Außerdem greife die Regelung zur Genehmigungsfiktion nur für alle nach dem 1. Mai bei den Gemeinden bzw. ab 1 August 2021 beim Landratsamt eingereichten Bauanträgen, die im vereinfachten Baugenehmigungsverfahren geführt werden (also nicht Sonderbauten) und die die Errichtung oder Änderung eines Gebäude ausschließlich oder überwiegend zu Wohnzwecken zum Ziel haben. Weitere Voraussetzung: die Unterlagen müssen vollständig sein.

Ablauf der Prüfung

Den Ablauf erklärt Weber folgendermaßen: "Nach Eingang eines Bauantrags beim Landratsamt erfolgt eine Prüfung der Vollständigkeit. Diese Prüfung orientiert sich in erster Linie an der Bauvorlagenverordnung, an etwaig vorausgehenden Auflagen aus einem Vorbescheid oder an möglichen Festsetzungen eines Bebauungsplanes oder einer Satzung, wonach beispielsweise ein Freiflächengestaltungsplan vorzulegen ist." Wenn der eingereichte Bauantrag vollständig ist, beginnt die dreimonatige Frist für die Genehmigungsfiktion drei Wochen nach Zugang der Entscheidung der Gemeinde über ihr Einvernehmen beim Landratsamt zu laufen. Fehlen Unterlagen oder Angaben und verlangt das Landratsamt die Vervollständigung, beginnt die dreimonatige Fiktionsfrist erst drei Wochen nach vollständiger Vorlage der Unterlagen zu laufen.

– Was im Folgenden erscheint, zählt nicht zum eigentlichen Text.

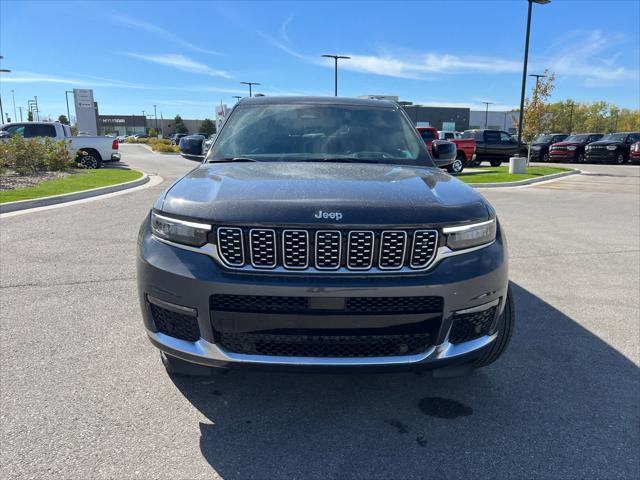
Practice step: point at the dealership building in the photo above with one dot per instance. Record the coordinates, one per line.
(137, 124)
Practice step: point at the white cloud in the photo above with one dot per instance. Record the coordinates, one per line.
(180, 62)
(160, 32)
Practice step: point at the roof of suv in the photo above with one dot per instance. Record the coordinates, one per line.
(319, 101)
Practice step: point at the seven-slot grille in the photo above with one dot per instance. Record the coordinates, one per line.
(298, 249)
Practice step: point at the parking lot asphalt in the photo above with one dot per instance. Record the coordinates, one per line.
(84, 395)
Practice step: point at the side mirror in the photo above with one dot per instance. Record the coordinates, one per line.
(444, 153)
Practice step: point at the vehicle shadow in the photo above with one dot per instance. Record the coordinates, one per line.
(560, 403)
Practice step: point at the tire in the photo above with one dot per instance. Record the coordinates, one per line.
(457, 166)
(176, 366)
(505, 331)
(90, 160)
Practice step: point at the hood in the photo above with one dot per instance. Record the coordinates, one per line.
(299, 193)
(566, 144)
(605, 143)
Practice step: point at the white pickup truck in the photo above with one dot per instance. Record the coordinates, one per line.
(95, 149)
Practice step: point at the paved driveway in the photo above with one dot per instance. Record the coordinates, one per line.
(83, 394)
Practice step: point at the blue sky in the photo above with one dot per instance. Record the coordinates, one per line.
(187, 57)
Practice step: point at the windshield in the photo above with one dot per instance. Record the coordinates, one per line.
(311, 132)
(614, 137)
(542, 138)
(577, 138)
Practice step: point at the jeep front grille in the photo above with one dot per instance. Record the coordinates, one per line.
(326, 250)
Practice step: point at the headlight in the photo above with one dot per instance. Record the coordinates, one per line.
(179, 231)
(467, 236)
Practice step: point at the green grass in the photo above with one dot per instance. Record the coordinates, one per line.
(77, 181)
(501, 174)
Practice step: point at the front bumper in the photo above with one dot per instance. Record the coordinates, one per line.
(186, 280)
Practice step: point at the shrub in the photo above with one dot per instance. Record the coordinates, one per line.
(30, 156)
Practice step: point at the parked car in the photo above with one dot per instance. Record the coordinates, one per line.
(96, 150)
(493, 146)
(466, 148)
(300, 244)
(175, 137)
(190, 146)
(449, 135)
(571, 149)
(540, 146)
(614, 147)
(635, 153)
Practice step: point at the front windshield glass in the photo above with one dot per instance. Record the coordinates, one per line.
(577, 138)
(614, 137)
(542, 138)
(312, 132)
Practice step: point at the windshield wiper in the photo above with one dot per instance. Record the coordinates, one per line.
(343, 160)
(233, 159)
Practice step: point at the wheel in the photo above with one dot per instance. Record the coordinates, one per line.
(505, 330)
(457, 166)
(177, 366)
(90, 160)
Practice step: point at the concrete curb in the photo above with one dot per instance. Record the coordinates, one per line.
(528, 181)
(70, 197)
(152, 151)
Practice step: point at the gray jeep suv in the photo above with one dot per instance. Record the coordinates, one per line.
(319, 233)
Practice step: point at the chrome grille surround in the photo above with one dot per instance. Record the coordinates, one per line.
(328, 251)
(262, 247)
(360, 249)
(423, 250)
(295, 249)
(393, 247)
(231, 246)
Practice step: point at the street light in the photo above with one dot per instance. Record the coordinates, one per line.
(335, 59)
(66, 97)
(524, 69)
(486, 113)
(2, 70)
(250, 85)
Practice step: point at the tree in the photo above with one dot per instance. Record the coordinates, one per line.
(537, 114)
(208, 127)
(179, 126)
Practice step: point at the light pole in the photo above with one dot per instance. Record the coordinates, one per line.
(250, 85)
(486, 113)
(2, 70)
(13, 98)
(335, 59)
(155, 114)
(570, 117)
(66, 97)
(524, 69)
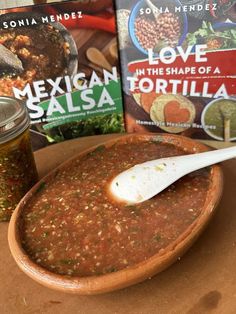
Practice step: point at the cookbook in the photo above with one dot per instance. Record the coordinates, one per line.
(178, 64)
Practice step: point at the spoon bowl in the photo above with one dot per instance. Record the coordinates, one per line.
(144, 181)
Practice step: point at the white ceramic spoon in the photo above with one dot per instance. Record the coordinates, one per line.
(144, 181)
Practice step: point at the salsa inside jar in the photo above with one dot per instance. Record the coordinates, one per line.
(17, 173)
(71, 226)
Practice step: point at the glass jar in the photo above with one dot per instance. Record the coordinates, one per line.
(17, 166)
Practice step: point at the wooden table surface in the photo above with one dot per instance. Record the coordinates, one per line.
(202, 282)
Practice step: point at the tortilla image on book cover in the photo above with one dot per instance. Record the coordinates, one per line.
(173, 113)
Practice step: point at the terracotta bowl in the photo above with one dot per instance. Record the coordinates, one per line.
(133, 274)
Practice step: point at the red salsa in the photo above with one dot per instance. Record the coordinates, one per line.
(72, 227)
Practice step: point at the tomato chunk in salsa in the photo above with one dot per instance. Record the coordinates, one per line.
(72, 227)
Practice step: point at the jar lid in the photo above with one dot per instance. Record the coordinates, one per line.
(14, 118)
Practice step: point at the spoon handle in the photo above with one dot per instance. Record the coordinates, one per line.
(202, 160)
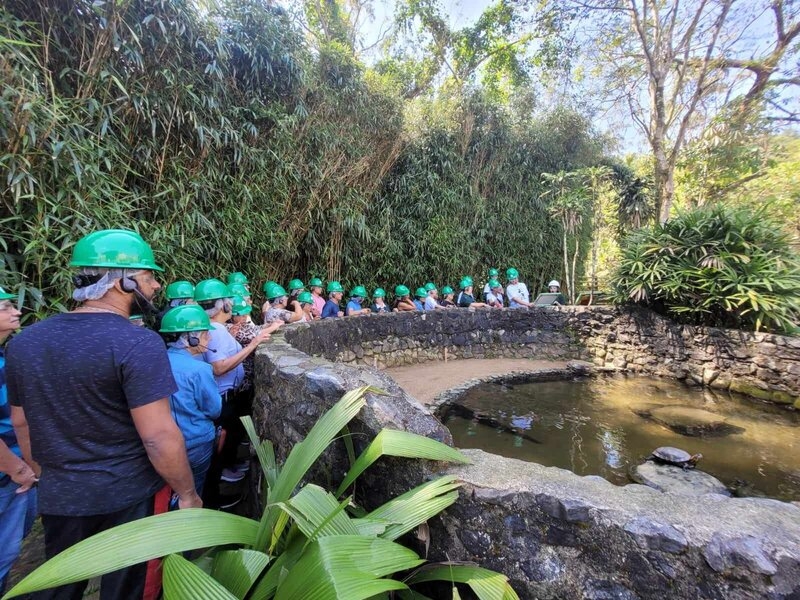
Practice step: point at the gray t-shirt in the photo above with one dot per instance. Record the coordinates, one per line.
(77, 376)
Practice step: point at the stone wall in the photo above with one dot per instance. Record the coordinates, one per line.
(555, 534)
(766, 366)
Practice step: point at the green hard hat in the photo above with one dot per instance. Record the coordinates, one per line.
(238, 289)
(114, 249)
(237, 277)
(179, 290)
(275, 291)
(188, 317)
(240, 306)
(210, 289)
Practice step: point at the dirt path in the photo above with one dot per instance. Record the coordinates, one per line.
(426, 380)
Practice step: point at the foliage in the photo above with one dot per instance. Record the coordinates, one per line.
(231, 145)
(716, 266)
(306, 544)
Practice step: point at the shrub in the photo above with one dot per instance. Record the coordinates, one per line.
(716, 266)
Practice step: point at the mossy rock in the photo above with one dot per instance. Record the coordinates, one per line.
(749, 389)
(783, 398)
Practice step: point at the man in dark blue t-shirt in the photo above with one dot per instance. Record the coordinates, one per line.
(17, 494)
(89, 393)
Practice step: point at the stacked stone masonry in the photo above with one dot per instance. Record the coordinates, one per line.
(555, 534)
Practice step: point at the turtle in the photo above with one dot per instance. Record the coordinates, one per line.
(675, 456)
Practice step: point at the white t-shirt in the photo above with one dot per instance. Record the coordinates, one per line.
(517, 290)
(226, 346)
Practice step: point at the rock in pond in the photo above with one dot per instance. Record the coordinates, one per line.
(667, 478)
(688, 420)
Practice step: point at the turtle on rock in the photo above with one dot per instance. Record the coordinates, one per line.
(675, 456)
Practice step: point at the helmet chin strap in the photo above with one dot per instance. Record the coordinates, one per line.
(143, 302)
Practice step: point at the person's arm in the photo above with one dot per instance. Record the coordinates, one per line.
(228, 364)
(20, 471)
(166, 449)
(22, 432)
(296, 314)
(206, 392)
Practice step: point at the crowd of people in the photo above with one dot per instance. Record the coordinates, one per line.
(104, 420)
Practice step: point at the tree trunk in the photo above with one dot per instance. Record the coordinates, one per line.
(566, 252)
(574, 261)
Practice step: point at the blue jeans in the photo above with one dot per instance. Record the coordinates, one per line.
(199, 461)
(17, 514)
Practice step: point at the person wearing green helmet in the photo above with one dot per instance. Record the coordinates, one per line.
(241, 291)
(354, 306)
(277, 313)
(306, 302)
(95, 390)
(495, 298)
(491, 274)
(402, 299)
(227, 356)
(239, 278)
(266, 287)
(315, 284)
(447, 297)
(17, 477)
(197, 402)
(419, 298)
(465, 297)
(516, 291)
(431, 301)
(379, 301)
(331, 309)
(295, 288)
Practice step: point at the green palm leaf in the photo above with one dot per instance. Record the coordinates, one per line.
(486, 584)
(185, 581)
(416, 506)
(238, 570)
(137, 542)
(305, 453)
(391, 442)
(349, 567)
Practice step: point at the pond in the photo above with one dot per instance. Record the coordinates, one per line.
(607, 425)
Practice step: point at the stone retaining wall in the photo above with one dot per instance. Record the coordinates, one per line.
(763, 365)
(555, 534)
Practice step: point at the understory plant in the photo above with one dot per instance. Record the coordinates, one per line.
(717, 266)
(309, 544)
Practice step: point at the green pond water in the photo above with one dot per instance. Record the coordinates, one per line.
(589, 426)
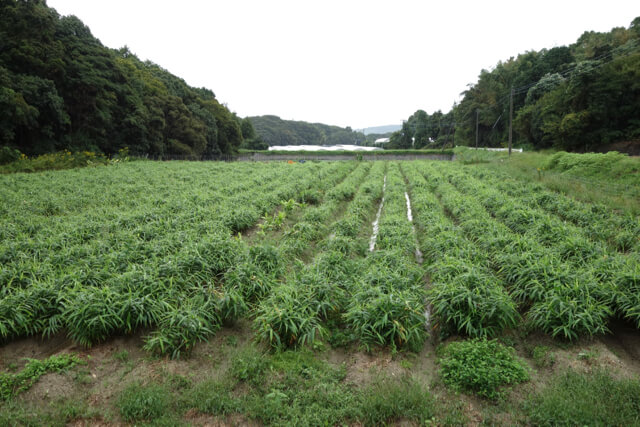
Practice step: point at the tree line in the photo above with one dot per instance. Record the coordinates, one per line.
(273, 130)
(577, 98)
(60, 88)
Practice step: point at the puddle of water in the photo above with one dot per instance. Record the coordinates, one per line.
(418, 253)
(409, 215)
(419, 257)
(376, 225)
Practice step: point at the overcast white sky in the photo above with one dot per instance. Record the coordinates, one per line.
(346, 63)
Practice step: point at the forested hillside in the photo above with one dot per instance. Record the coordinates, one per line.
(60, 88)
(578, 98)
(275, 131)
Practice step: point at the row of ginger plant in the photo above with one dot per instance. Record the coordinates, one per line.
(560, 293)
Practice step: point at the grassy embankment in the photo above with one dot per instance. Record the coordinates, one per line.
(611, 179)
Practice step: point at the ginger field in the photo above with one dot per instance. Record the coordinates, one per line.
(387, 258)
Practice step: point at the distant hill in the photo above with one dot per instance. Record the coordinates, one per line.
(380, 129)
(275, 131)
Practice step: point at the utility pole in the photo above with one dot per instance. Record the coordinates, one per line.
(510, 120)
(477, 112)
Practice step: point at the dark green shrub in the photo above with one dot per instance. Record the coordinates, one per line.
(481, 366)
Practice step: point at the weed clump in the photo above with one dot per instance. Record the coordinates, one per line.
(481, 366)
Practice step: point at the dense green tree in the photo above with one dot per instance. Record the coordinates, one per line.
(576, 97)
(61, 88)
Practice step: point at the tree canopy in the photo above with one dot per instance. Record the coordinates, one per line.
(275, 131)
(60, 88)
(576, 97)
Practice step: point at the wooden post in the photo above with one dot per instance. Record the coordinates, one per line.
(477, 112)
(510, 120)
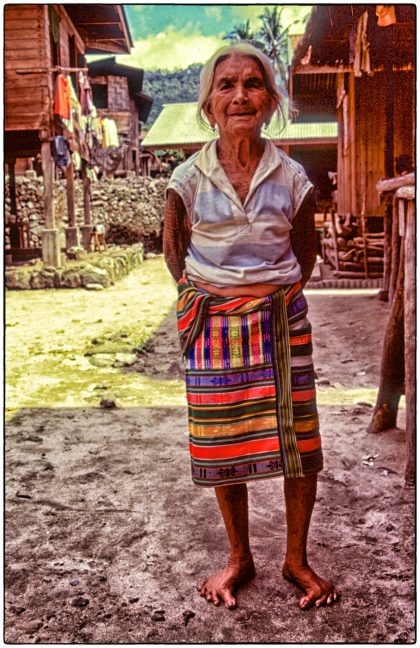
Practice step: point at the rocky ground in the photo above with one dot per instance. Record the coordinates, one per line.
(106, 537)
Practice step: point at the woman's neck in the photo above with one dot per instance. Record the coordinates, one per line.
(240, 151)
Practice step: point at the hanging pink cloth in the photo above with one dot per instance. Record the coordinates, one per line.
(62, 97)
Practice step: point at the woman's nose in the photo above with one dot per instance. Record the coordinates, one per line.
(240, 94)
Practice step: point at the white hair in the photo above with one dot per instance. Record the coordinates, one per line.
(242, 49)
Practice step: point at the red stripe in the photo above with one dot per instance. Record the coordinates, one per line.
(308, 445)
(238, 396)
(296, 340)
(309, 394)
(235, 450)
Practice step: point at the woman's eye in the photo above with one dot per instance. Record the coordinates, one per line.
(253, 83)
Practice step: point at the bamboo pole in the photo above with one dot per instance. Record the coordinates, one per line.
(410, 340)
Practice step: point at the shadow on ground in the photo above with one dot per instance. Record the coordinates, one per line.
(107, 537)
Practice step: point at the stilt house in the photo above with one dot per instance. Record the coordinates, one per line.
(42, 41)
(369, 52)
(117, 94)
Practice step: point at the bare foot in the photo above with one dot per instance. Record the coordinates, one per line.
(317, 590)
(222, 585)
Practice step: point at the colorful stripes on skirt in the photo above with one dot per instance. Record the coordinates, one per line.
(250, 385)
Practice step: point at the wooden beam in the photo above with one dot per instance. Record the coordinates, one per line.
(71, 212)
(410, 341)
(12, 186)
(391, 184)
(47, 172)
(321, 69)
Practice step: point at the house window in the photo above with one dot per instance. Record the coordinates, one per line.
(100, 95)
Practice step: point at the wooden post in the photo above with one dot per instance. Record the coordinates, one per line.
(353, 206)
(71, 213)
(86, 196)
(391, 381)
(51, 252)
(397, 205)
(86, 228)
(48, 173)
(410, 335)
(12, 186)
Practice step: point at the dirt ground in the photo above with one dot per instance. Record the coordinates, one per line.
(107, 537)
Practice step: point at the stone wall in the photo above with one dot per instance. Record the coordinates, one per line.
(91, 271)
(131, 208)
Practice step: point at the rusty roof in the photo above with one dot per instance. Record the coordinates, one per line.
(330, 26)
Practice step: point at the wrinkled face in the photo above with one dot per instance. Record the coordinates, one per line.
(239, 102)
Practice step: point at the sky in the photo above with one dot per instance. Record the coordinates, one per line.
(170, 36)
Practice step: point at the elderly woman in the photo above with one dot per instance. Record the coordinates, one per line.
(239, 239)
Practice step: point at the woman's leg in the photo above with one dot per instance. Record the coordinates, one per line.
(233, 503)
(300, 493)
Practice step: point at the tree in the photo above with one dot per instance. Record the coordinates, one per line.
(243, 33)
(272, 38)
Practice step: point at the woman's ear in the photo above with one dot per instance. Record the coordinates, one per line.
(209, 114)
(271, 110)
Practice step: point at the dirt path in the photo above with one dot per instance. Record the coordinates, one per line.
(106, 535)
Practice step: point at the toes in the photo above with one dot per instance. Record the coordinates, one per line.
(305, 602)
(228, 599)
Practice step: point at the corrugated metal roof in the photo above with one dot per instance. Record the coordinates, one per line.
(177, 126)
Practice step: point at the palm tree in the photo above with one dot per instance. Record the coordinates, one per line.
(244, 32)
(272, 38)
(275, 38)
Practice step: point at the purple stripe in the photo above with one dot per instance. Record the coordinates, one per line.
(239, 378)
(225, 343)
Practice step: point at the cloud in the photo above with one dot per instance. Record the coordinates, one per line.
(171, 49)
(215, 13)
(241, 14)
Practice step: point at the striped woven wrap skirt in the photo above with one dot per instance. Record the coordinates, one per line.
(250, 385)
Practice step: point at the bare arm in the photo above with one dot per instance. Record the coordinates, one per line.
(176, 234)
(303, 237)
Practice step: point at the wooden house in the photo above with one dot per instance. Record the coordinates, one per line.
(40, 42)
(366, 55)
(117, 94)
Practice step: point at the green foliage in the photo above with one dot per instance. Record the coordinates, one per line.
(171, 87)
(272, 38)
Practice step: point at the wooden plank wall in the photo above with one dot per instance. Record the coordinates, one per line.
(29, 97)
(404, 115)
(370, 140)
(25, 46)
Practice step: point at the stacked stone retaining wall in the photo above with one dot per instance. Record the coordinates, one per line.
(131, 208)
(93, 271)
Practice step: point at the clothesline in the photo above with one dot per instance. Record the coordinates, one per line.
(56, 68)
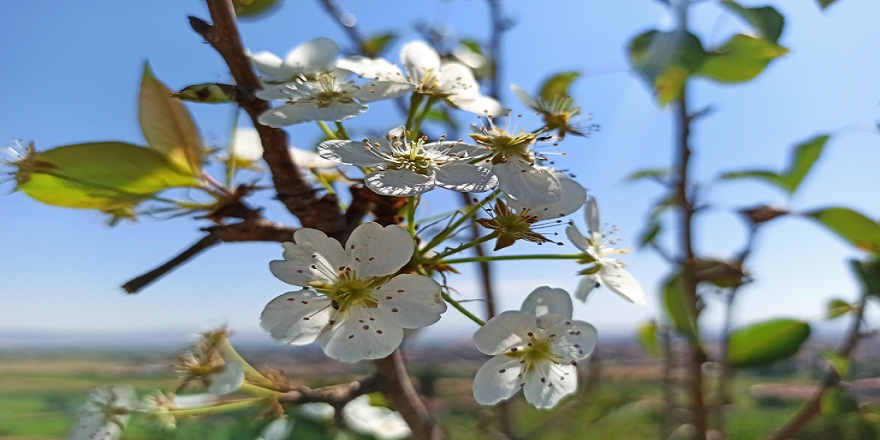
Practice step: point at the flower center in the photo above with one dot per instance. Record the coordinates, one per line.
(537, 351)
(351, 291)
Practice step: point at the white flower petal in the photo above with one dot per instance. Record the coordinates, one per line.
(313, 57)
(278, 429)
(270, 66)
(228, 380)
(622, 283)
(379, 90)
(574, 339)
(311, 257)
(411, 301)
(299, 112)
(358, 335)
(297, 318)
(527, 185)
(418, 58)
(591, 214)
(373, 68)
(504, 331)
(576, 238)
(497, 379)
(585, 286)
(464, 177)
(481, 105)
(547, 383)
(545, 300)
(400, 183)
(349, 153)
(376, 421)
(376, 251)
(524, 97)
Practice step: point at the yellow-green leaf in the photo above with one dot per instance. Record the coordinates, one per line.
(647, 334)
(666, 60)
(557, 86)
(852, 226)
(740, 59)
(168, 126)
(766, 342)
(107, 176)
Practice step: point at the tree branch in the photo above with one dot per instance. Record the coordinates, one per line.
(294, 191)
(250, 230)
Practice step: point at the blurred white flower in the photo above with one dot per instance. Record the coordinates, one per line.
(451, 81)
(105, 414)
(377, 421)
(355, 311)
(604, 270)
(534, 349)
(313, 89)
(407, 168)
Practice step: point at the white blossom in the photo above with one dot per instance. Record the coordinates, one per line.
(535, 349)
(605, 270)
(406, 168)
(376, 421)
(313, 89)
(451, 81)
(353, 304)
(105, 414)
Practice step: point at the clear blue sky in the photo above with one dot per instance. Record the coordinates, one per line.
(70, 74)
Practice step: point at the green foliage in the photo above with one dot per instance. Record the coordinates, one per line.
(740, 59)
(766, 19)
(168, 126)
(805, 156)
(666, 60)
(375, 45)
(210, 93)
(679, 310)
(557, 86)
(837, 308)
(254, 8)
(108, 176)
(766, 342)
(647, 334)
(859, 230)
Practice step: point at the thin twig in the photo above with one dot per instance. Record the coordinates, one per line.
(250, 230)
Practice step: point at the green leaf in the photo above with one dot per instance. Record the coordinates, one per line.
(168, 126)
(377, 44)
(557, 86)
(254, 8)
(740, 59)
(869, 275)
(825, 3)
(651, 232)
(666, 60)
(837, 308)
(860, 231)
(647, 334)
(805, 156)
(210, 93)
(767, 20)
(836, 401)
(680, 311)
(107, 176)
(766, 342)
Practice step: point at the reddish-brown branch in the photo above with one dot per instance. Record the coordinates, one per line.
(294, 191)
(250, 230)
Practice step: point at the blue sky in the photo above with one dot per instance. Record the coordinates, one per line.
(70, 74)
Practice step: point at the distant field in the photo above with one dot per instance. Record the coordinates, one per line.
(40, 395)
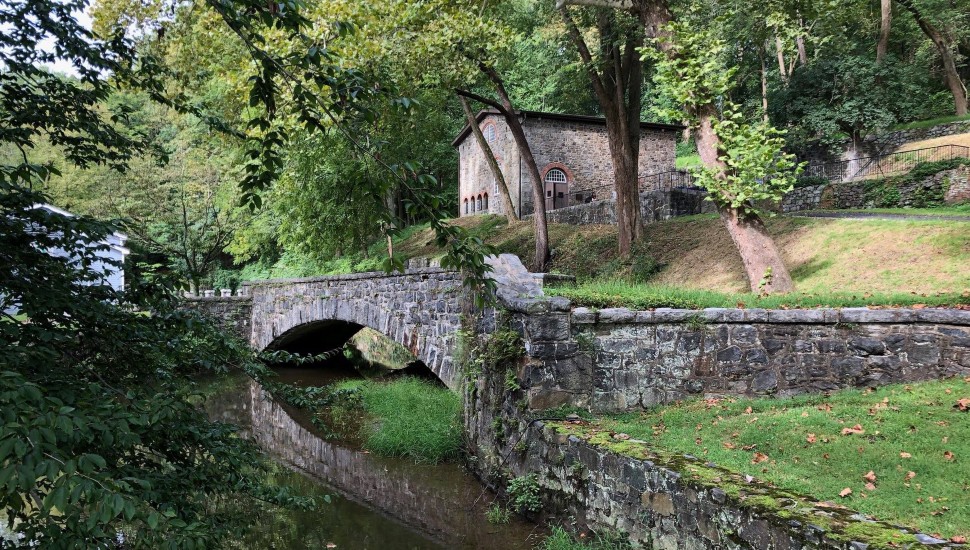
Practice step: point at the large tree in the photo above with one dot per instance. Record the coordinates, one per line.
(700, 83)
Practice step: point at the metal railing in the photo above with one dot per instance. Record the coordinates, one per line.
(880, 166)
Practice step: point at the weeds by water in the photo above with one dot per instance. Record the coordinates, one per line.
(411, 418)
(606, 294)
(560, 539)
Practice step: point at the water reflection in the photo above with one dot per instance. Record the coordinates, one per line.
(443, 502)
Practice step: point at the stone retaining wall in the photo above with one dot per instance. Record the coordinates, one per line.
(232, 313)
(952, 185)
(644, 358)
(654, 206)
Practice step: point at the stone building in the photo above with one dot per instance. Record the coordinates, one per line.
(572, 153)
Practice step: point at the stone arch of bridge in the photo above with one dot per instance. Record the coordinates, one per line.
(322, 325)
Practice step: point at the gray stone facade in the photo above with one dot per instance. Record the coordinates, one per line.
(655, 206)
(646, 358)
(577, 145)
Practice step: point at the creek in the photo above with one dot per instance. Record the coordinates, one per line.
(375, 502)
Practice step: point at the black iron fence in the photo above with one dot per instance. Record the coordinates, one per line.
(879, 166)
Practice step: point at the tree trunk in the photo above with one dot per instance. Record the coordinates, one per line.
(760, 257)
(756, 247)
(764, 85)
(885, 25)
(942, 44)
(802, 52)
(490, 159)
(780, 49)
(618, 90)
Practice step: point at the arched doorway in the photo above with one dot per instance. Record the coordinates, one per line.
(557, 188)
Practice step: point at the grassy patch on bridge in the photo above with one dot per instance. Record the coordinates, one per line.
(901, 451)
(407, 417)
(607, 294)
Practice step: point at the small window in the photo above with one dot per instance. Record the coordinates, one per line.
(555, 175)
(489, 132)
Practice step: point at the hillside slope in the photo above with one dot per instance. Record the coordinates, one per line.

Nach Ablauf der dreimonatigen Genehmigungsfiktionsfrist würde die Baugenehmigung automatisch als erteilt gelten. Es ist aber davon auszugehen, dass in der Regel vor Ablauf die Baugenehmigung erteilt werden kann. Daraus schließt sich aber auch, dass ein nicht genehmigungsfähiges Bauvorhaben vorher durch das Landratsamt kostenpflichtig abgelehnt werden muss, sofern der Antrag nicht von Bauherrenseite zurückgenommen wird.

Des Weiteren sieht der neue Gesetzeswortlaut vor, dass das Vervollständigkeitsverlangen des Landratsamtes zukünftig stets mit einer Fristsetzung sowie mit einem Hinweis auf die Rücknahmefiktionswirkung versehen wird, so dass bei Nichtvorlage oder unvollständiger Vorlage der nachgeforderten Unterlagen innerhalb der gesetzten Frist der Bauantrag per Gesetz als zurückgenommen gilt. Der Bauherr hat anschließend die Möglichkeit, den Antrag erneut (mit vollständigen Unterlagen) einzureichen. Er hat auch jederzeit die Möglichkeit, seinen Verzicht auf den Eintritt der Genehmigungsfiktion in Textform, zum Beispiel per E-Mail zu erklären, um sich den langwierigen Weg des Wiedereinreichens zu ersparen. "Die Eigenverantwortung der Bauherren wird damit erneut gestärkt. Bauherrn und beauftragte Planer können - wie bisher - durch die Einreichung von vollständigen Bauanträgen wesentlich zu einer Beschleunigung der Genehmigungsverfahren beitragen."

Checkliste zum Download

Als Hilfestellung hat das Landratsamt auf seiner Internetseite eine Übersicht der vorzulegenden Unterlagen in Form einer "Checkliste für das Baugenehmigungsverfahren" zum Download bereitgestellt. Mit der Novelle der BayBO sind auch neue Bauantragsformulare zu verwenden, der Link zu den neuen Formularen ist unter dem genannten Pfad zu finden. Besonders zu beachten ist bei einem Bauvorhaben im festgesetzten Überschwemmungsgebiet, dass hierfür weitere Formulare mit dem Bauantrag vorzulegen sind. Diese Formulare sind in der Rubrik "Wasserrechtliche Unterlagen "Bauen im Überschwemmungsgebiet" zu finden.

Weitere Hinweise zu den gesetzlichen Neuerungen stellt das Bayerische Staatsministerium für Wohnen, Bau und Verkehr auf seiner Homepage zur Verfügung.